Tava pensando aqui que essa coisa da Juçara cantar cada música como se fosse a única também é muito absurda (risos). É o momento. É o agora, estar sempre no presente (risos).

Bravo!: E a capa? Como vocês escolheram?

Juçara: Foi o Nuno. Ele mostrou pra gente e falamos: yes!!! (risos).

Rodrigo: É um trabalho dele, de 2006. E tem um outro desenho, que talvez seja do vinil, que ele fez especialmente. É o desenho da pedra rolando a montanha. Em grafite…

Bravo!: Fomos procurar saber o que era a exposição (Vai, Vai, de 2006) e vimos que tinha Se Todos Fossem Iguais a Você reproduzida nas caixas de som que os burros levavam.

Juçara: Com Dona Inah cantando.

Bravo!: É um diálogo com a MPB canonizada, né. Como vocês sempre fizeram.

Rodrigo: Tem também a coisa do burrinho carregando a caixa. Como se a pedra do músico fosse carregar a caixa até o fim da montanha, depois a caixa cai… Aí o burrinho volta a pegar a caixa… (risos)

Gui: Por que que eu toco mesmo? Por que eu faço show mesmo?

Juçara: Ô, se passa.

Bravo!: Mas acaba sendo uma segunda referência a Tom Jobim, né. Tem uma coisa com Águas de Março numa das letras.

Rodrigo: É pau, pedrada.

Juçara: O Nuno faz uma citação, né.

Rodrigo: É uma letra muito de slide, também.

Gui: Eu sinto isso muito em quase todas as letras do Nuno.

Rodrigo: Mas interessante isso que você falou da matéria. Tem um erotismo no sentido de se referenciar à matéria. Estamos falando do absurdo mas nos apegando à vida, de algum jeito (risos).
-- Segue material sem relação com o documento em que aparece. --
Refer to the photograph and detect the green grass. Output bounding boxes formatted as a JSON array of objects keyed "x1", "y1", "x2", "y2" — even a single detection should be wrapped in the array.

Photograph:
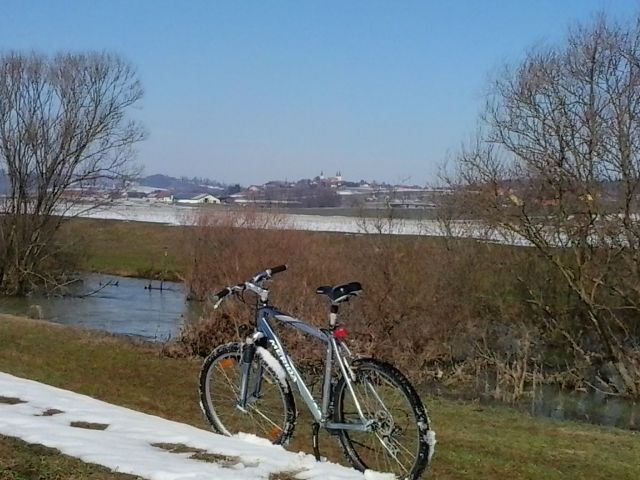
[
  {"x1": 0, "y1": 316, "x2": 640, "y2": 480},
  {"x1": 59, "y1": 218, "x2": 187, "y2": 280}
]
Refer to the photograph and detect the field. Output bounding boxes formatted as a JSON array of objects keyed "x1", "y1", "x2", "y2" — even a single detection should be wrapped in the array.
[{"x1": 0, "y1": 316, "x2": 640, "y2": 480}]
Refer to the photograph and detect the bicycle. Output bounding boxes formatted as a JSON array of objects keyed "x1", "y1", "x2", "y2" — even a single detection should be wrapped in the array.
[{"x1": 199, "y1": 265, "x2": 436, "y2": 479}]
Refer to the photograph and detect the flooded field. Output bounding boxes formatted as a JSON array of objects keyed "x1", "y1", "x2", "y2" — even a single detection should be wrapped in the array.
[{"x1": 0, "y1": 275, "x2": 199, "y2": 342}]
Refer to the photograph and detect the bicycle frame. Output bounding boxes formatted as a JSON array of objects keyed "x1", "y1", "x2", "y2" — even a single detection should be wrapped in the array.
[{"x1": 238, "y1": 304, "x2": 373, "y2": 432}]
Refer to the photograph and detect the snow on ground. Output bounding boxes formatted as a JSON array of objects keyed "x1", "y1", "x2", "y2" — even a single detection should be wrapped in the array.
[
  {"x1": 0, "y1": 372, "x2": 394, "y2": 480},
  {"x1": 61, "y1": 200, "x2": 504, "y2": 241}
]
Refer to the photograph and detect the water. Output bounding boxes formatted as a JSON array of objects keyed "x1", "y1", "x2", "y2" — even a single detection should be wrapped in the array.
[
  {"x1": 0, "y1": 275, "x2": 200, "y2": 341},
  {"x1": 0, "y1": 275, "x2": 640, "y2": 430},
  {"x1": 523, "y1": 385, "x2": 640, "y2": 431}
]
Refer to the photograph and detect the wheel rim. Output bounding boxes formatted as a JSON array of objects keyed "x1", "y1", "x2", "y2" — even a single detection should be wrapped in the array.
[
  {"x1": 341, "y1": 369, "x2": 420, "y2": 478},
  {"x1": 205, "y1": 352, "x2": 286, "y2": 443}
]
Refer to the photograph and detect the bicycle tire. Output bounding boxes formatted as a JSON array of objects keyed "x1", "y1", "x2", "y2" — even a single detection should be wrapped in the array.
[
  {"x1": 334, "y1": 358, "x2": 435, "y2": 480},
  {"x1": 199, "y1": 343, "x2": 297, "y2": 445}
]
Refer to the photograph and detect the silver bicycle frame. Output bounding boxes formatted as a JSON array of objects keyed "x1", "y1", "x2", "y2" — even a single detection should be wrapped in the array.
[{"x1": 245, "y1": 305, "x2": 373, "y2": 432}]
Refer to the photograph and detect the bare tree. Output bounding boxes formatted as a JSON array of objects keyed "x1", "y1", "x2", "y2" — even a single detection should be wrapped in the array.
[
  {"x1": 0, "y1": 52, "x2": 144, "y2": 294},
  {"x1": 444, "y1": 16, "x2": 640, "y2": 397}
]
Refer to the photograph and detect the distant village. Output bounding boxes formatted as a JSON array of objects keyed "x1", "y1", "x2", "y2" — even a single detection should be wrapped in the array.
[{"x1": 123, "y1": 172, "x2": 448, "y2": 209}]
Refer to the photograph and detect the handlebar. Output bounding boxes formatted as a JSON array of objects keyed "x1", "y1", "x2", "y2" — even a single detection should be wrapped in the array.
[{"x1": 212, "y1": 265, "x2": 287, "y2": 309}]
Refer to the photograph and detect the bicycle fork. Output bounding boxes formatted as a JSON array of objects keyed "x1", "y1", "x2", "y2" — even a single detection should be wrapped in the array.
[{"x1": 237, "y1": 332, "x2": 264, "y2": 412}]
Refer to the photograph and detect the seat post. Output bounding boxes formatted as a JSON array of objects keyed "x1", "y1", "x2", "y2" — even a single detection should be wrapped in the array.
[{"x1": 329, "y1": 303, "x2": 338, "y2": 328}]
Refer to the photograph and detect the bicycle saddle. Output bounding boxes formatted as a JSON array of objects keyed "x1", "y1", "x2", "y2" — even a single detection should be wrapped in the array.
[{"x1": 316, "y1": 282, "x2": 362, "y2": 303}]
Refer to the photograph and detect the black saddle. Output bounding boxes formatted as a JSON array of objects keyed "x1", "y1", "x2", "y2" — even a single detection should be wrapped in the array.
[{"x1": 316, "y1": 282, "x2": 362, "y2": 303}]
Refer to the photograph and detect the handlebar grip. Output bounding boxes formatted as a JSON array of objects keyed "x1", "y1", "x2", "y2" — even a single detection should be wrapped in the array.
[
  {"x1": 213, "y1": 288, "x2": 231, "y2": 300},
  {"x1": 267, "y1": 265, "x2": 287, "y2": 275}
]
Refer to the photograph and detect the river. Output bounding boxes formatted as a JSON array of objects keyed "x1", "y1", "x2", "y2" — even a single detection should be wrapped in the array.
[{"x1": 0, "y1": 274, "x2": 640, "y2": 430}]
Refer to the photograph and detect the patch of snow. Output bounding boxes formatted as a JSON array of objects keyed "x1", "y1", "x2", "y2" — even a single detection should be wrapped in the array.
[{"x1": 0, "y1": 372, "x2": 394, "y2": 480}]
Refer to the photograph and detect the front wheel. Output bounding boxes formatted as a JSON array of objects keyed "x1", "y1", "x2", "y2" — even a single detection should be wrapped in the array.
[
  {"x1": 334, "y1": 359, "x2": 435, "y2": 480},
  {"x1": 200, "y1": 343, "x2": 296, "y2": 445}
]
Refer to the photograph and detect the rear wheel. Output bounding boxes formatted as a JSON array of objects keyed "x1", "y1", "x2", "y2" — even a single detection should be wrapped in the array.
[
  {"x1": 200, "y1": 343, "x2": 296, "y2": 444},
  {"x1": 334, "y1": 359, "x2": 435, "y2": 479}
]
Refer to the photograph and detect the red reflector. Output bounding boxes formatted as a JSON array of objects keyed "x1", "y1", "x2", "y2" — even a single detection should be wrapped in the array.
[{"x1": 333, "y1": 327, "x2": 349, "y2": 340}]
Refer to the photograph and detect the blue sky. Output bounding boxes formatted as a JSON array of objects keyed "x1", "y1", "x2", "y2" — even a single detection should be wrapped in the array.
[{"x1": 0, "y1": 0, "x2": 640, "y2": 184}]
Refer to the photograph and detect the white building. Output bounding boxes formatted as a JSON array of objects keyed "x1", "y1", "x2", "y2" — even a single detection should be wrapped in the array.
[{"x1": 176, "y1": 193, "x2": 221, "y2": 204}]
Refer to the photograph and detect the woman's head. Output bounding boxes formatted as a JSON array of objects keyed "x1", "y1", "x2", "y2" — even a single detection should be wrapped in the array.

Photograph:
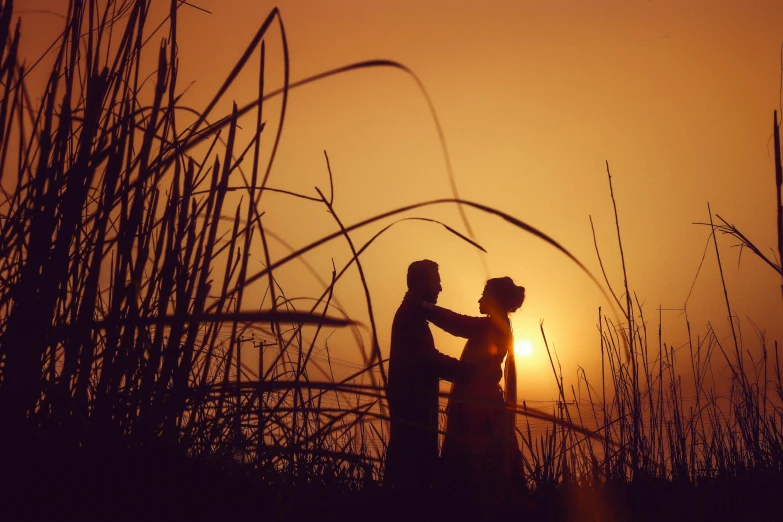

Juçara: É, ao carnal. Tem a ver, também.

Rodrigo: É! Sísifo gostava da vida.

Juçara: Tem uma história de que ele já tinha ido pros infernos e os deuses dão uma licença pra ele ir resolver algo com a mulher pra depois voltar pro inferno. E aí ele chegou lá e não quis voltar mais (risos).

Rodrigo: A vida é boa.

Juçara: Tem essa coisa da pedra mas na verdade são vários mitos relacionados ao personagem.

Rodrigo: Tem uma coisa bonita que é: ele empurra a pedra mas está tudo bem. Ele fala disso no final do livro. Está tudo bem, é isso mesmo. Quando ele solta a pedra ele olha o mar, descendo. É bonito.

Juçara: É o momento de liberdade. Bonito mesmo.

Rodrigo: Você [Juçara] se refere a esse lado. Eu tenho me referido ao lado mais obscuro. Só que no fim é um livro que tem uma questão da negação da esperança, mas é isso em prol de você viver cada momento mais intensamente. De aproveitar cada momento.

Juçara: O momento que a pedra tá lá embaixo é o momento da felicidade. A amargura de saber que você vai ter que voltar lá e a felicidade de saber ter cumprido. O absurdo e a felicidade estão juntos, não dá pra pensar que um é consequência do outro.

Rodrigo: É preciso imaginar Sísifo feliz, né, ele diz.

Juçara: O Gui não aguenta mais Camus (risos).